The combination of component choices and configuration leads to the characteristic best described as "inherent reliability". No matter how well you operate and maintain a system, it cannot perform better than its inherent reliability. If the system is operated and maintained as well as possible, you will harvest the maximum inherent reliability. If you operate or maintain the system in a manner less than optimum, you will experience a reliability performance that is something less than the inherent reliability.
Each part of an item of equipment tends to deteriorate over time. There are things you can do to minimize the deterioration. Generally, this deterioration will lead to failure at some point in time. If you understand the deterioration rate and the current status of deteriorating components, it is possible to intervene before the failure takes place.

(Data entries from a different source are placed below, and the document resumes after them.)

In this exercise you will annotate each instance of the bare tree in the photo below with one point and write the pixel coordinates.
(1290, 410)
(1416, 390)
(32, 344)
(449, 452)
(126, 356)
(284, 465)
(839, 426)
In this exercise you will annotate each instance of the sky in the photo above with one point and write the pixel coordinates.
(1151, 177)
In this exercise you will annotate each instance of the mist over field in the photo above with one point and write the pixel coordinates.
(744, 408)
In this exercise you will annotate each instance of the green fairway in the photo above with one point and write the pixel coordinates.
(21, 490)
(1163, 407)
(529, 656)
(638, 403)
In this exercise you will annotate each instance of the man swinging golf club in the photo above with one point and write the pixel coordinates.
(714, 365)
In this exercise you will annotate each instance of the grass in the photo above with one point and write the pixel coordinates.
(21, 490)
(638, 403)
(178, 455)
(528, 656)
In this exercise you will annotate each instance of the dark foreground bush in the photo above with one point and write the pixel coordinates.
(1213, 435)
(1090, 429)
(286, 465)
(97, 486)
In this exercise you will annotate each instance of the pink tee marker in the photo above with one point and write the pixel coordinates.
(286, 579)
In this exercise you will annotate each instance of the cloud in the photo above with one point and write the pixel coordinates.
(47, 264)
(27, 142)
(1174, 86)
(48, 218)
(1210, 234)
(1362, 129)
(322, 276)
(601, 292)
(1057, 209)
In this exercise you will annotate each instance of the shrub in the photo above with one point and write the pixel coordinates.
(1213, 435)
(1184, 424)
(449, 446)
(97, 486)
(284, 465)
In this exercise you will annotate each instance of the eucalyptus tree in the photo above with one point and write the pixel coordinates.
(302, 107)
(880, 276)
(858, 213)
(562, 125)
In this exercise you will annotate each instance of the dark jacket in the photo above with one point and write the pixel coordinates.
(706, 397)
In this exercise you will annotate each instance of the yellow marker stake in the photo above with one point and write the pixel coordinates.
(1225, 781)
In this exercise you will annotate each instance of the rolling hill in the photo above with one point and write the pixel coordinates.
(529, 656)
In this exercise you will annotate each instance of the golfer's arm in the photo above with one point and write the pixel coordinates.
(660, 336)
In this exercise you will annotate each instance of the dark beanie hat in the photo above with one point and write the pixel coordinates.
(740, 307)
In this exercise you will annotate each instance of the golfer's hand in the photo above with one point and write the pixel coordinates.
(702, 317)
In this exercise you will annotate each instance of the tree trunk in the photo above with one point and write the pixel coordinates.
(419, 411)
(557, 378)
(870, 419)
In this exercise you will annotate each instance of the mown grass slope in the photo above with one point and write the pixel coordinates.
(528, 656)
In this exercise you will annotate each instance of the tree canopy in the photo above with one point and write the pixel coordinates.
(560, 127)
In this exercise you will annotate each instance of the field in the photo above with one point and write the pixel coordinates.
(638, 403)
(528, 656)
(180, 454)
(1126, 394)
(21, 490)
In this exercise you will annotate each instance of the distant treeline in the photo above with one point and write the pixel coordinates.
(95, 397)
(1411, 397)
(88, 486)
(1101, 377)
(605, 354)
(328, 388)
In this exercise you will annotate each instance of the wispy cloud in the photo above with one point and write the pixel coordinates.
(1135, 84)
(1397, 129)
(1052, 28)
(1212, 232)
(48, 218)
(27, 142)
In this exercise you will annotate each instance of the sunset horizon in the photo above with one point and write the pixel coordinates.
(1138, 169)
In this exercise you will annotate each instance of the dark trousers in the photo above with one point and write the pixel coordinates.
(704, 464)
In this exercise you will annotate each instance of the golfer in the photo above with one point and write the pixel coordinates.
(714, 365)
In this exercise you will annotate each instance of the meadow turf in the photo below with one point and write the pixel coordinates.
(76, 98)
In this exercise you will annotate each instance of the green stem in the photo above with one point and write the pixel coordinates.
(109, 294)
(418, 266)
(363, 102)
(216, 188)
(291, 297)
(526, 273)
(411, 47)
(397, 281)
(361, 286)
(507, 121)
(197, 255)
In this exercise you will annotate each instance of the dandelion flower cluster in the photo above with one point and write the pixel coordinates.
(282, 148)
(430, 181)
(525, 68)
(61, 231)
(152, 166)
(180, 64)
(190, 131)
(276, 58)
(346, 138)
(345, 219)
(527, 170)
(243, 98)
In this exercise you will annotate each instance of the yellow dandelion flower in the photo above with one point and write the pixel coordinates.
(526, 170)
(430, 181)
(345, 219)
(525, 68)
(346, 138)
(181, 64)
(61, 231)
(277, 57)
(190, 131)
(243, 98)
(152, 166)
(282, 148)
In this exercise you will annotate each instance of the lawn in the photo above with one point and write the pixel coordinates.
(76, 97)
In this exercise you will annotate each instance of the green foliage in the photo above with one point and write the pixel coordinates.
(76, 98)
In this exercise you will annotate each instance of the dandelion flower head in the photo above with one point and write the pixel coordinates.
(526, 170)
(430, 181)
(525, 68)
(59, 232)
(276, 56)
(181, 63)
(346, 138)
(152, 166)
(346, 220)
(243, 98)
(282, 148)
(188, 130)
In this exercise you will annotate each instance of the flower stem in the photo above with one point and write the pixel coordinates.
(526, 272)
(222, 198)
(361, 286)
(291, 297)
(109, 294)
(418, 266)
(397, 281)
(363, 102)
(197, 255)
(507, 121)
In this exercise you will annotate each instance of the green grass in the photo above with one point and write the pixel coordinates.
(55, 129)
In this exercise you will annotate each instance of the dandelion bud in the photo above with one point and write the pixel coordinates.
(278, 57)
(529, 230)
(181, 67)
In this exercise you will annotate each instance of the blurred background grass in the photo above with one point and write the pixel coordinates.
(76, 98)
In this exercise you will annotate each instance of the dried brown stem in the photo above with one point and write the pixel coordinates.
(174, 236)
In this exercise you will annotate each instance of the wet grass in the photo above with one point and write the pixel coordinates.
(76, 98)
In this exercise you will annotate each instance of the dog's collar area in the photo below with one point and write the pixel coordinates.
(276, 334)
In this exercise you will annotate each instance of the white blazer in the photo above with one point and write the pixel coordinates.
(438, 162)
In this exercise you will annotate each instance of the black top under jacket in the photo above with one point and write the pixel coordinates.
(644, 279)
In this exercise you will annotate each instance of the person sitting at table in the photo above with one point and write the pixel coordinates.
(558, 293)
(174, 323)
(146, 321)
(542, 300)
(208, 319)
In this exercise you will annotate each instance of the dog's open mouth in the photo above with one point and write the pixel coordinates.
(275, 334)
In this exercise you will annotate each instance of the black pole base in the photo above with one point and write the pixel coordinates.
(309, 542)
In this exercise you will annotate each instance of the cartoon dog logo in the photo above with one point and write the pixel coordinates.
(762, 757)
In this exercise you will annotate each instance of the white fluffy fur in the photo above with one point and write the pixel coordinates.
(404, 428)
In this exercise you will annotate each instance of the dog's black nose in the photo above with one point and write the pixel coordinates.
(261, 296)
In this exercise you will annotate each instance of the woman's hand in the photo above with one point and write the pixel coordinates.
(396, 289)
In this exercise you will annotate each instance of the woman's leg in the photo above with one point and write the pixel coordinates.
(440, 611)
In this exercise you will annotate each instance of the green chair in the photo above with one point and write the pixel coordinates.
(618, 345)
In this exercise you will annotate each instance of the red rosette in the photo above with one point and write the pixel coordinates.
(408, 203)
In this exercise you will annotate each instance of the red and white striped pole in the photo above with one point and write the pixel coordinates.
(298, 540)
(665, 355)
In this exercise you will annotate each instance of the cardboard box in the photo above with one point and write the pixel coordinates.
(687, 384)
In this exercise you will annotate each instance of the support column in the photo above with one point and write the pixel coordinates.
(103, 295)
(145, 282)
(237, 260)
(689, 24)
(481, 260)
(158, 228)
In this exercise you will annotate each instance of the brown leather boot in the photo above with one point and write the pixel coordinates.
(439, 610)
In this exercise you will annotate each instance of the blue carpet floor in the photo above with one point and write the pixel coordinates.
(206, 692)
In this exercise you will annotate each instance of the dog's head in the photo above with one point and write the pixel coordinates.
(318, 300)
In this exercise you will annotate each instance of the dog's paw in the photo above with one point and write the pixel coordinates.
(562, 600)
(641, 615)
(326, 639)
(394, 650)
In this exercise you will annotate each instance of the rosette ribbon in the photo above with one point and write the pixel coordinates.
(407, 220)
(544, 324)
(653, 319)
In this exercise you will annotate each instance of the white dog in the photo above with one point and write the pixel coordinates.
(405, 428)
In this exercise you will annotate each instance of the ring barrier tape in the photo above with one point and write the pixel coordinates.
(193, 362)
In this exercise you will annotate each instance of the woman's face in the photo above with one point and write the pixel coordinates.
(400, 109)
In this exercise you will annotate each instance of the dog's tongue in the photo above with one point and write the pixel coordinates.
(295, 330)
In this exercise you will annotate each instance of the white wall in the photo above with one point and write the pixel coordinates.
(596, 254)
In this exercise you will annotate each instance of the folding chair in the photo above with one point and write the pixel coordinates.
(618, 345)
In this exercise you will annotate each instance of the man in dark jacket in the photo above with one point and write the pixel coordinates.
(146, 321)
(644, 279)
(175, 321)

These actions that minimize the deterioration, or intervene before failure, are best described as "proactive maintenance". Proactive maintenance that is intended to simply monitor the current situation is a form of "predictive maintenance". Proactive maintenance that is intended to change deteriorated components before they fail are forms of "preventive maintenance". To capture all the available "inherent reliability", you need to implement an optimum program of proactive maintenance.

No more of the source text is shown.